Risky encounters: contraints between immunity, aggression and courtship
Competition between conspecifics for resources, or courting and mating are important for evolutionary fitness, but are also potentially risky events in terms of acquiring infection from competitors or mates. Physiologically these are connected via the neuro-immuno-endocrine axis. In insects, neurohormones like octopamine and serotonin are activated during stress responses but also modulate the immune response. We are interested in how the conflict between investment in immune responses and aggressive or sexual activities is resolved.
Viral evolution and adaptation in immunocompromised hosts
Understanding pathogen evolution is key to predicting and managing disease emergence. While theory predicts that strong immune responses will generally select for increased pathogen virulence, current work mostly ignores the effect of immune-suppressed hosts on virulence evolution and on pathogen adaptation. We are testing the role of immune-compromised hosts on the evolution of pathogen virulence, and also dissecting the mechanisms that underpin pathogen evolution during adaptation to hosts with variable immune responses.
Do anti-inflammatory drugs increase the risk of disease transmission?

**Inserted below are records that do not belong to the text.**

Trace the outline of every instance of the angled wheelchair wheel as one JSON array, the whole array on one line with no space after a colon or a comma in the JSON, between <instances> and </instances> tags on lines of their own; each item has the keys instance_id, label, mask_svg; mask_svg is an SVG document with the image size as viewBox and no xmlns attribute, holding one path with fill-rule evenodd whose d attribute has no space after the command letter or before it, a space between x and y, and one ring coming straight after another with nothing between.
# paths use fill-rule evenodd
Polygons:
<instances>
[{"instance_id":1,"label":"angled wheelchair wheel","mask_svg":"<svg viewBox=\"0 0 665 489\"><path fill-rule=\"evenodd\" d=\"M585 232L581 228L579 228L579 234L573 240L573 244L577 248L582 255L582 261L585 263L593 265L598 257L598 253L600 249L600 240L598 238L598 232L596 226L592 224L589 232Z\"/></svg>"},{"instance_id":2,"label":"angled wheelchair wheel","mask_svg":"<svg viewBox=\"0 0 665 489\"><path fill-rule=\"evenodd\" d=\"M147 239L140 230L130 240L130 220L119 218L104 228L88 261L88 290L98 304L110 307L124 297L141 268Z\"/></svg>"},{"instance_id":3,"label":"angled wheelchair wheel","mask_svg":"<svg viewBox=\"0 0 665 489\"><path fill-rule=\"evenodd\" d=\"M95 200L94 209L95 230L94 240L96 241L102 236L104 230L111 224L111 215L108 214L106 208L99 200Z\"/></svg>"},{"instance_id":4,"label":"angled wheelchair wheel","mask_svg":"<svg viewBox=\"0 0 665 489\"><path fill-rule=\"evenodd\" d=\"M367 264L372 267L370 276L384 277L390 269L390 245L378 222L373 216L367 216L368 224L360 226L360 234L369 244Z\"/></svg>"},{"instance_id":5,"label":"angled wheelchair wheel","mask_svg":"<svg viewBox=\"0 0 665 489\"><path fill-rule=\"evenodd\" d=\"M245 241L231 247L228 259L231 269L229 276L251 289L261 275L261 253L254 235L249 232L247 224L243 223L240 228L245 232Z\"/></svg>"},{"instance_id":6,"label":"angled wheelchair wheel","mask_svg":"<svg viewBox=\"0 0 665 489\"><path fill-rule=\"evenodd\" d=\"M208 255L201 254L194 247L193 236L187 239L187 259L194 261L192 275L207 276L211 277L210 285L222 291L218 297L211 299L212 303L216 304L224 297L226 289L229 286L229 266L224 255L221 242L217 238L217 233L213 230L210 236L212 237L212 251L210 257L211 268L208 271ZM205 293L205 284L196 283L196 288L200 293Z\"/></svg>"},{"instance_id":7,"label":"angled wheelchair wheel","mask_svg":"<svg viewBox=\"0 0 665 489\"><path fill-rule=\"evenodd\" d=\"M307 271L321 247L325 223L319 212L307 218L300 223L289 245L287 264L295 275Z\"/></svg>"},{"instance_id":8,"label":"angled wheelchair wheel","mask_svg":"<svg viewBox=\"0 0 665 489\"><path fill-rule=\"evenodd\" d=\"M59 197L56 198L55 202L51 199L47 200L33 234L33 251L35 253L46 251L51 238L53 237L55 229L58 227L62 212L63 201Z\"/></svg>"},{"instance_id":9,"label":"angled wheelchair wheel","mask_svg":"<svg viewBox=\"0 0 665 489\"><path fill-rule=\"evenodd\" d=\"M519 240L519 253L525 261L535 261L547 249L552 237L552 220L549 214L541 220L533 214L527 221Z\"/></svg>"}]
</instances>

Non-steroidal anti-inflammatory drugs (NSAIDs) are frequently recommended for the symptomatic treatment of various ailments. By treating the symptoms of infection without eliminating pathogens, these treatments may facilitate the movement of infectious hosts and possibly increase the rate of pathogen shedding. We are surveying published scientific literature to identify randomized clinical or laboratory trials of NSAID use for a range of infections (influenza, streptococcus, malaria, and trypanosome) to a quantitatively assess the effect of NSAID use on the potential for disease transmission.
The epidemiological and evolutionary consequences of infection tolerance
While we know that resistance mechanisms may affect disease spread and pathogen evolution, the epidemiological and evolutionary consequences of mechanisms that limit and repair damage and allow hosts to tolerate infection are still unclear. We have used a combination of theoretical approaches to understand how conditions or treatments that increase infection tolerance may impact pathogen spread and evolution.